Objective To determine the impact of CYP1A2 genetic polymorphisms on the pharmacokinetics of CYP1A2‐metabolized antipsychotic drugs in humans by means of systematic review and meta‐analysis. Method A systematic search was conducted in PubMed and Scopus databases as of June 26, 2018. Studies reporting the pharmacokinetic parameters of CYP1A2‐metabolized antipsychotic drugs in individuals who were genotyped for CYP1A2 genetic polymorphisms were retrieved. Pharmacokinetic parameters of individuals who have mutant alleles of a CYP1A2 genetic polymorphism were compared with the wild‐type individuals.
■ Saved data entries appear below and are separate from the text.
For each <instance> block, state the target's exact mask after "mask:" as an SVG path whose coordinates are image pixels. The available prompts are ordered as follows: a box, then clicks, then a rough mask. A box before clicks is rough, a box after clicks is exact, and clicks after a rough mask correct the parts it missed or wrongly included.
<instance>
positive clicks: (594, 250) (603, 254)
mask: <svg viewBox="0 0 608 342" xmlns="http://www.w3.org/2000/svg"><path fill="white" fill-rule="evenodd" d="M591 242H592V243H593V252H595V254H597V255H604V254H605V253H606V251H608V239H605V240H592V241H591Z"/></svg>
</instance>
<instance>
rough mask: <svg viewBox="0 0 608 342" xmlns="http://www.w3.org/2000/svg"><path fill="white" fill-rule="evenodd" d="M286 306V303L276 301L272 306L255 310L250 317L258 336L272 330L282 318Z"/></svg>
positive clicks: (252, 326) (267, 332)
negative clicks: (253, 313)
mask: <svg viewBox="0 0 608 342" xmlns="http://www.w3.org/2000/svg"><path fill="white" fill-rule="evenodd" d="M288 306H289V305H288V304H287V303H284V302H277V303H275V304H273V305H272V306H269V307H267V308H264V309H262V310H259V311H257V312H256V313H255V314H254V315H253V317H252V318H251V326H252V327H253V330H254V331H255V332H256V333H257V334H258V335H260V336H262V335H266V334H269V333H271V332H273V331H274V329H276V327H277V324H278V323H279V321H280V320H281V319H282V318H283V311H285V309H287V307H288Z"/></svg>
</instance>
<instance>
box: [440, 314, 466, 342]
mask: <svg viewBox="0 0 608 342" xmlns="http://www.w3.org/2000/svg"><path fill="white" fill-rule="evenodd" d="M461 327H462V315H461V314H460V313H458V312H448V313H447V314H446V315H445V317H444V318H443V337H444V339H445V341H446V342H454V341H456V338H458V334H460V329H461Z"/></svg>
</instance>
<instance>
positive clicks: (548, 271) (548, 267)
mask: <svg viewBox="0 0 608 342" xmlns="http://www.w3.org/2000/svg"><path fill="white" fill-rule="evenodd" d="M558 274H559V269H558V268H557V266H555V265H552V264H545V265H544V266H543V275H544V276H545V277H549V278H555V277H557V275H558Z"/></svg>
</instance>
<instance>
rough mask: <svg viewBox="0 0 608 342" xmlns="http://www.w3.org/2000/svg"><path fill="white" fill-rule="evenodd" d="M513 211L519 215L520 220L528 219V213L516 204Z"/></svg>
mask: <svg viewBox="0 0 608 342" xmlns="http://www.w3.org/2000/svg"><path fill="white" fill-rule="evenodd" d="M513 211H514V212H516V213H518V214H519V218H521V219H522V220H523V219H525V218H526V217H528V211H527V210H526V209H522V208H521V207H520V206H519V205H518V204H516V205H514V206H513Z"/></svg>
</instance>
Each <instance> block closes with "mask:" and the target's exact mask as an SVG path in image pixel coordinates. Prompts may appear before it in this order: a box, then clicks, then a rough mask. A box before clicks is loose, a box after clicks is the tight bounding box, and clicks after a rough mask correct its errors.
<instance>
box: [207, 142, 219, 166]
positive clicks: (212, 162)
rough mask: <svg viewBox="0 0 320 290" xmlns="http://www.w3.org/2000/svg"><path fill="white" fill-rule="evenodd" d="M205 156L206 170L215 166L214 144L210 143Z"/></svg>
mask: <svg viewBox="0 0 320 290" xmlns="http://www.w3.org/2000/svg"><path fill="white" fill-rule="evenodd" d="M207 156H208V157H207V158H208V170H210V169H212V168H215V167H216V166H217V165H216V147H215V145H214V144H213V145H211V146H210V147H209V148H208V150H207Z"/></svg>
Pooled‐effect estimates, presented as standardized mean difference, were calculated by means of the fixed‐effect or random‐effects model, as appropriate. Results Ten studies involving 872 clozapine users, seven studies involving 712 olanzapine users, and two studies involving 141 haloperidol users were included. All but one study reported no associations between any CYP1A2 genetic polymorphisms and the pharmacokinetics of CYP1A2‐metabolized antipsychotic drugs. The pooled‐effect estimates through meta‐analyses of seven studies demonstrated no significant associations between the ‐163C>A or ‐2467delT polymorphism and clozapine or olanzapine concentrations in the blood. Conclusions This study suggests that CYP1A2 genetic polymorphisms have no significant impact on the pharmacokinetics of CYP1A2‐metabolized antipsychotic drugs. CYP1A2 genotyping may have no clinical implications for personalized dosing of CYP1A2‐metabolized antipsychotic drugs.